Marissa Nadler ist wohl die Meisterin des Doom-Folk. Die Musikerin aus Boston, Massachusetts hat bereits sechs Alben veröffentlicht und kann auf eine treue Fangemeinde verweisen. Endlich erlangt Marissa Nadler, deren Musik man auch insgesamt dem sogenannten Dreampop - der hat ja auch etwas dunkel Geheimnisvolles an sich - zuordnen könnte, international einen größeren Bekanntheitsgrad.
"Colours on the trees change from red to green", singt Melissa Nadler in "Dead City Emily". Eigentlich müsste es ja umgekehrt sein, wenn sich die Blätter verfärben, nämlich von grün zu rot. Aber so ist das eben in diesem Doom-Folk-Song, der letztlich nicht allzu gloomy ist, obwohl es im Stück heißt: "It's a dead City, Emily." American Gothic? Vielleicht ist dieser Doom-Folk auch nur mit einer Prise Goth versetzt, aber nur ein klitzeklein wenig, sonst würde das zarte Gebilde ja wohl recht derb von der Goth-Keule erschlagen werden.
Doom-Blues
Die aus Äthiopen stammende Finnin Mirel Wagner hat ebenfalls ein neues Album am Start. Diesmal bringt uns das legendäre Sub-Pop-Plattenlabel in Seattle den berührenden, rudimentären Folk-Blues von Mirel Wagner. Sub Pop machten sich ja mit Grunge einen Namen - auch eine Musikrichtung mit der nihilistischen Grundstimmung des Doom (& Gloom). Mirel Wagners Musik passt also insgesamt gut in das Sub Pop Universum.
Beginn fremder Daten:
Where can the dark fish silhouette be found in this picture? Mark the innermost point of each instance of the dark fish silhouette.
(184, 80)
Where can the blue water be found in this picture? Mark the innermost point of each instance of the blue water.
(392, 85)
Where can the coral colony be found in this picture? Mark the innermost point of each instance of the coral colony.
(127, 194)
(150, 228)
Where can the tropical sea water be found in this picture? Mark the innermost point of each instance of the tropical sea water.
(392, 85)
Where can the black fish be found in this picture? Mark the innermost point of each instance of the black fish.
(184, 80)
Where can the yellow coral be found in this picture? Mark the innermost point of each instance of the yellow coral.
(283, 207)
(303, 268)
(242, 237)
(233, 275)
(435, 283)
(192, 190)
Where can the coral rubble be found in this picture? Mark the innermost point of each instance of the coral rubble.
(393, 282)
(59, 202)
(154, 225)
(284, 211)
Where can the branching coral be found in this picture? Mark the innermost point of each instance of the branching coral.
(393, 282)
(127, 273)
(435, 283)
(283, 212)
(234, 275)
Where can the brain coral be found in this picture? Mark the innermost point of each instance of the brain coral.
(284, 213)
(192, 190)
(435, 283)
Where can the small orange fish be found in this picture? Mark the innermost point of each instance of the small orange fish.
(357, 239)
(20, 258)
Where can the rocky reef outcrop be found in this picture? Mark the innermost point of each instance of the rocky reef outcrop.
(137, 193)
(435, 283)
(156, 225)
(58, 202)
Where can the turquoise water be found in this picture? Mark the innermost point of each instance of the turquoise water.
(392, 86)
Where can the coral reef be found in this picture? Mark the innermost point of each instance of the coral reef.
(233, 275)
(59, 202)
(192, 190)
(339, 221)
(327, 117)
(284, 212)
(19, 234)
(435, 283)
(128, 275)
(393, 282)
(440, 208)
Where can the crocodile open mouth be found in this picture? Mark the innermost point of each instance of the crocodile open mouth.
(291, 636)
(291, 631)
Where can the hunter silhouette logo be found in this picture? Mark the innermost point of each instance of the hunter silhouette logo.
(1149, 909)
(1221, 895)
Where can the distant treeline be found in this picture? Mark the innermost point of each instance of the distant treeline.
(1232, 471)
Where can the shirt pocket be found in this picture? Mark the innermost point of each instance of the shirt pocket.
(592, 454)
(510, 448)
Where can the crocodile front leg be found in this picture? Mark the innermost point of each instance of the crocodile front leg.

Ihr neues Album heißt "When The Cellar Children See The Light Of Day": Wenn die Kellerkinder das Tageslicht sehen.
Mirel Wagner spielt heute im Rahmen des Waves Vienna Festivals im Haus der Musik in Wien.
Entstanden sind die neuen Songs von Mirel Wagner - in denen es schon mal gefährlich unter dem hölzernen Fußboden knackst, während wir Mirels tolles Finger-Picking an der Gitarre bewundern - in der nordfinnischen Einsamkeit, in einer Blockhütte auf der Halbinsel Hailuoto. "One, two three four, what's underneath the floor", singt Mirel Wagner im Album-Opener "1234". Murder-Ballads, die näher an den Swans sind als etwa am jovialen Folk des Bob Dylan. Doom Blues, aber letztlich nichts zum starren Fürchten; Mirel Wagner nimmt uns an der Hand und führt uns da sicher wieder raus.
Doom-Soul

Mute
Ein neues Album gibt es auch von Cold Specks. Die Kanadierin nennt es "Neuroplasticity", und Songs darauf tragen Titel wie "A Quiet Chill" oder "Bodies At Bay". Nennen wir den Sound von Cold Specks doch einfach Doom-Soul. Sogar ihr Name hat ja direkt mit der Düsternis zu tun: In "Ulysses", jenem Literaturklassiker der Moderne des irischen Schriftstellers James Joyce, heißt es "Born all in the dark wormy earth, cold specks of fire, evil, lights shining in the darkness." Tja.
Doom-Indie
Von dem Song gibt es leider kein Video online
Das Wort "Neuroplasticity" klingt, na ja, sagen wir mal nach Medizin: neuronale Plastizität. Was das genau ist? I have no idea. Aber es könnte etwas sein, das in das "Basement" passt, in dem sich die Londoner Indierocker Dry The River in "Med School" befinden, einem Song auf ihrem neuen Album. Achtung, festhalten, denn in "Med School" werden tote Körper seziert, und einer, der Dry-The-River-Sänger und ehemalige Medzinstudent Pete Liddle, fühlt sich so gar nicht wohl dabei: "They are cutting up the bodies in the med school basement." Gloomy, very gloomy, dieser Doom-Indie, auch wenn der Song dann bei weitem nicht so morbide klingt wie manche seiner Textzeilen.